バラカ市長は1月12日にニューアーク市庁で行われた調印式で、「カイラサ合衆国」の代表団を前に、「われわれの関係が文化的、社会的、政治的発展を理解することに役立ち、双方の全ての人びとの生活を改善することを願う」と宣言し、姉妹都市契約書に署名した。だが、その5日後、カイラサなどという国は存在していないことを確認した。
先週になってニューアーク市は、インドの司法当局から逃亡中で、ヒンドゥー教のカルト教団の教祖スワミ・ニシアナンダという45歳の男による詐欺案件だったことを告げられたことを正式に認めた。市当局者によると、カイラサとの姉妹都市提携は「根拠がなく無効」として破棄した。
同市広報担当官は、「残念だったが、ニューアーク市は引き続き、連帯や支援、相互尊重によって互いを豊かにするため、多様な文化の人々と提携することに引き続き取り組んでいる」と釈明。

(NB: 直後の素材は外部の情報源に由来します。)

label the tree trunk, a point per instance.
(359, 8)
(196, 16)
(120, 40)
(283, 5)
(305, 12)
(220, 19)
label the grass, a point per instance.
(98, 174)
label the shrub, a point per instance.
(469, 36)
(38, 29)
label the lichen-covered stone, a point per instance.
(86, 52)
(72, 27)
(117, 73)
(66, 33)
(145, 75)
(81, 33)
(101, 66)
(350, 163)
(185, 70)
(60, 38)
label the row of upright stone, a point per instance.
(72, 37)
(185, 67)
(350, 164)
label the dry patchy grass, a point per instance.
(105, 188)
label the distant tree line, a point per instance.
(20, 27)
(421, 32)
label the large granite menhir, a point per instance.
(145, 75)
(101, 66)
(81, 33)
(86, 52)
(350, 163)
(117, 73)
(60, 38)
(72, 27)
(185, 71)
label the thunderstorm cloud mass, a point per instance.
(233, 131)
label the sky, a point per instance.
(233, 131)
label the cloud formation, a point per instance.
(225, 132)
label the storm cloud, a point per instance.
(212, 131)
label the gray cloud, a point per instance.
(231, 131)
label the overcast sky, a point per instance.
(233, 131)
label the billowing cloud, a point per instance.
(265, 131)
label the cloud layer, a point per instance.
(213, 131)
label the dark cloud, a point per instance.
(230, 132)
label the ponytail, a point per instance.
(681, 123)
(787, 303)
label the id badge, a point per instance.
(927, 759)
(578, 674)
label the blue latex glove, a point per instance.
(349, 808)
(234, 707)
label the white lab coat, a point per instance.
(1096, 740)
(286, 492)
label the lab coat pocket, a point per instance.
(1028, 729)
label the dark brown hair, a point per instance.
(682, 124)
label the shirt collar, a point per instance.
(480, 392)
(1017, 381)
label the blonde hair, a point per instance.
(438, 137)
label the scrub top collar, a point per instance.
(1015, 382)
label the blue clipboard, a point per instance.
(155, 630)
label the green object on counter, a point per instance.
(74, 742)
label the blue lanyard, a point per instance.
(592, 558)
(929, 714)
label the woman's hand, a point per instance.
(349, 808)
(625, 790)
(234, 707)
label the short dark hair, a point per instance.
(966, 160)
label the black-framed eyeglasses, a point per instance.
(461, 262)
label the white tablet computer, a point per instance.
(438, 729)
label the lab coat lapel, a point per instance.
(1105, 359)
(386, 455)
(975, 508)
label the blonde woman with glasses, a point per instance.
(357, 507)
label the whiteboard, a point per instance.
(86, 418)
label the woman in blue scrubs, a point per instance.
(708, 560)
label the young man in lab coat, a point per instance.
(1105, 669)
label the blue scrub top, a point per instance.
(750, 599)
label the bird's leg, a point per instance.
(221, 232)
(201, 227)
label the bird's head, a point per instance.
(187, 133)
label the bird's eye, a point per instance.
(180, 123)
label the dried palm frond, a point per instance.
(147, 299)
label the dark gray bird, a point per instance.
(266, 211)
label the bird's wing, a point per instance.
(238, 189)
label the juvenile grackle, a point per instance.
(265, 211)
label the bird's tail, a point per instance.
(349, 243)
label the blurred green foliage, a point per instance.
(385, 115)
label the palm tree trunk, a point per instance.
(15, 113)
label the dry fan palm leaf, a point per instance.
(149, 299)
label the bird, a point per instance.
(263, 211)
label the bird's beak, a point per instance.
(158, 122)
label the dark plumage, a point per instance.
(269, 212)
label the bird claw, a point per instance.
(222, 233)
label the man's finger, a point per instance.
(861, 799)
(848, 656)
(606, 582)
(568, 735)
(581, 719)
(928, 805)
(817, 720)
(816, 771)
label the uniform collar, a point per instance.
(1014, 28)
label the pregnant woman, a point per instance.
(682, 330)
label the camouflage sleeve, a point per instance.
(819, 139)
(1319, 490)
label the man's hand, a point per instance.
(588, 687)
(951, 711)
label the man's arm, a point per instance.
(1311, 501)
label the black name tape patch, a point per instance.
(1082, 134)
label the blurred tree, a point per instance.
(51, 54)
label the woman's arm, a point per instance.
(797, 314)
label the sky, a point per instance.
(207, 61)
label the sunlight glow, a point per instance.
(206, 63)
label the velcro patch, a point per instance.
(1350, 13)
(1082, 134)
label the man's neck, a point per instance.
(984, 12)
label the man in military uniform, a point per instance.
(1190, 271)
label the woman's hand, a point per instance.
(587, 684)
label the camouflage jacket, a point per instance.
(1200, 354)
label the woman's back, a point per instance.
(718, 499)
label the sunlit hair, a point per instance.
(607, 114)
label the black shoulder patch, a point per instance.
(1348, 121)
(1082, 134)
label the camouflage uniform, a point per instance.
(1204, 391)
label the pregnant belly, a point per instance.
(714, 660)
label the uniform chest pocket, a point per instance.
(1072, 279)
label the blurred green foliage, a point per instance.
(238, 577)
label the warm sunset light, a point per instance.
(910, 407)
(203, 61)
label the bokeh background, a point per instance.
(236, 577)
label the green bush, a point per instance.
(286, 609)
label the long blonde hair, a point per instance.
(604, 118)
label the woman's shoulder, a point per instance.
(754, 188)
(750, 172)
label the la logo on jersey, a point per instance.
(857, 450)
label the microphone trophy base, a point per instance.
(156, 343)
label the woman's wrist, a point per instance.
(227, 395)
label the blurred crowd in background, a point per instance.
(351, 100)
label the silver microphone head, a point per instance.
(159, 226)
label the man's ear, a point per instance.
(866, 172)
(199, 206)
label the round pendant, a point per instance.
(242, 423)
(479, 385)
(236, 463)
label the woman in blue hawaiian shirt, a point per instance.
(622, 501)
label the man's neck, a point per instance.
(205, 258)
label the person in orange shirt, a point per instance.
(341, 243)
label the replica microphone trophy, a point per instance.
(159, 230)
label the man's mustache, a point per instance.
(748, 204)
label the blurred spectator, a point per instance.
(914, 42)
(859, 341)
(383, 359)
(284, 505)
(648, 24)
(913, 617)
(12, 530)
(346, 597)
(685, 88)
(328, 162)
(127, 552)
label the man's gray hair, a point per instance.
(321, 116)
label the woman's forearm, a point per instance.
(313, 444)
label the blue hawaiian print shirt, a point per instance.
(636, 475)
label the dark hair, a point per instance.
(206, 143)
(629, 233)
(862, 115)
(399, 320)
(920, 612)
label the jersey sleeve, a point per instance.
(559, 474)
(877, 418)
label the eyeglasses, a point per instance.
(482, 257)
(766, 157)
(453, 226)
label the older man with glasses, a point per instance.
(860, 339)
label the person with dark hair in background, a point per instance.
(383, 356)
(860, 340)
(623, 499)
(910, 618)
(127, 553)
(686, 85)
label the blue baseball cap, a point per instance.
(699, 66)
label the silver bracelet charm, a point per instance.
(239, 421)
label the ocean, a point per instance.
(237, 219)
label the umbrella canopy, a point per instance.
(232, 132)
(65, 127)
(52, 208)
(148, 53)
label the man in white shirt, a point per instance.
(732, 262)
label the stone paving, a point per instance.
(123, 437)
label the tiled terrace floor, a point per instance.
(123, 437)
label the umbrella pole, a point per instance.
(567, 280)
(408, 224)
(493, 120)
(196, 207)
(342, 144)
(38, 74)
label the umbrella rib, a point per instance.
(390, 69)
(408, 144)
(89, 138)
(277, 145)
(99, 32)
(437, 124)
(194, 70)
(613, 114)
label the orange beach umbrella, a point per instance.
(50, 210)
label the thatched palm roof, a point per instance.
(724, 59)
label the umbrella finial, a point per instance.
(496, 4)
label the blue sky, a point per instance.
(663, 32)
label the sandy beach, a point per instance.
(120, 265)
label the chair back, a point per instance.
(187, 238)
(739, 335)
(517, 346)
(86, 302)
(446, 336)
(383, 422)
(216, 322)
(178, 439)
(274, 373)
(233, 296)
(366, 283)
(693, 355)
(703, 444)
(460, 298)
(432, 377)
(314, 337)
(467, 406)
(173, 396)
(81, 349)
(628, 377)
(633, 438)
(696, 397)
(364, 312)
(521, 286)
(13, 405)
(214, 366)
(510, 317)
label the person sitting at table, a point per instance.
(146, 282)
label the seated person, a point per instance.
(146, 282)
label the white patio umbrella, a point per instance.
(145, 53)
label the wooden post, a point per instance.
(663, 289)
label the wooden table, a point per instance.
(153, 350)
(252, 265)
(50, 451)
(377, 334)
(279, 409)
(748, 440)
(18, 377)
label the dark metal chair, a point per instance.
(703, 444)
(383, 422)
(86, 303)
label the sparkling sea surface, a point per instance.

その上で、金銭の譲渡はなかったと強調したが、赤っ恥をかくハメになった。
ニューアーク在住のシェイキー・メリットさんは米CBSニュースに、「市役所にグーグル検索した人は1人もいなかったのか。これだから、市の行政には変革が必要なのかもしれない」とあきれた。
英紙ガーディアンによると、グーグルマップで「カイラサ」を検索すると、インド南部に複数のヒンドゥー教寺院が示され、同時に同国を「古代の悟りを開いた文明。偉大な宇宙の国境のないヒンズー教の国」と謳(うた)い、ニシアナンダ被告を「復興者」とするウェブサイトへのリンクがあらわれる。
だが、インドメディアによると、ニシアナンダ被告は2019年、教団信者のレイプと、児童誘拐の容疑で起訴されたが、起訴事実を否定。同年11月にインドから逃亡した。その翌年、同被告は南米エクアドル沖の島を購入し、新たな国家として宣言したというのだ。
同年12月、英紙ガーディアンは、ニシアナンダ被告の教団の代表団が、英貴族院が開催した「光のフェスティバル」と呼ばれるヒンドゥー教の祭「ディワリ」を祝うパーティーに出席したと報道。同教団に詳しいジャーナリストは英紙オブザーバーに、凶悪犯罪に関与したとして起訴され、逃亡した人物が主宰するカルト教団を英国議会が招待したことは不適切で衝撃を受けたと語った。
一方、スイス・ジュネーブでは2月、「女性の意思決定への参画」、「持続可能な開発目標(SDGs)」というそれぞれのテーマで開催された2回の国連委員会にカイラサ合衆国大使と名乗る女性が討論に参加した。